160-Broken But Bound for Glorious Things
October 15, 1985
Broken over Timmy’s insufficient home schooling materials.
Broken over baby’s middle of the night crying.
Broken over my prayerlessness.
Broken over finances.
I opened Streams in the Desert for today:
By reason of breakings they purify themselves. God uses most for His glory those people and things which are most perfectly broken. The sacrifices He accepts are broken and contrite hearts. (Psalm 51:17)
Those who are broken in wealth, broken in self-will, broken in their ambitions, broken in their beautiful ideals, broken in worldly reputation, broken in their affections, broken ofttimes in health, those who are despised and seem utterly forlorn and helpless, the Holy Ghost is seizing upon, and using for God’s glory.
I understand the concept of brokenness. He’s okay that I spend a lot of time there, as long as I turn to Him to receive LIFE and SPIRIT and do not languish there but move on.
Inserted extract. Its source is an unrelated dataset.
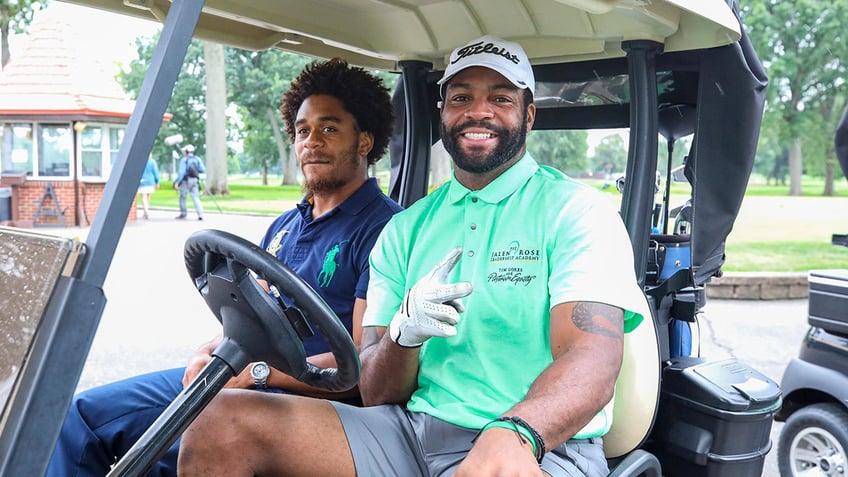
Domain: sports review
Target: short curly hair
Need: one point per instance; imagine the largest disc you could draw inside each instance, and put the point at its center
(363, 95)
Dan has one small job to do for Marshall on Monday, then no work in sight. I basically feel encouraged that God will be faithful to us as He always has. I feel some excitement that He may move us out of Reno. We really identify with missionaries. A letter came from missionary friends in Okinawa. They are so broken and trying to figure out a new program to save the Japanese. Today a letter came from New Tribes Missions—OH NO! the jungles! I am waiting for Dan to open it.
Two nights ago, realizing I was entertaining bitterness because an old acquaintance has never taken any responsibility for a wrong done to me. Explaining it to God—I heard, “take your eyes off of him, I wounded you!” I thought of: Isaiah 53:1 But the Lord was pleased to crush Him, putting Him to grief.
Once again I am called on to die to myself and my rights and intercede for another. Not for my justification, nothing in it for me. And yet there will be release for me through prayer. I will do it now.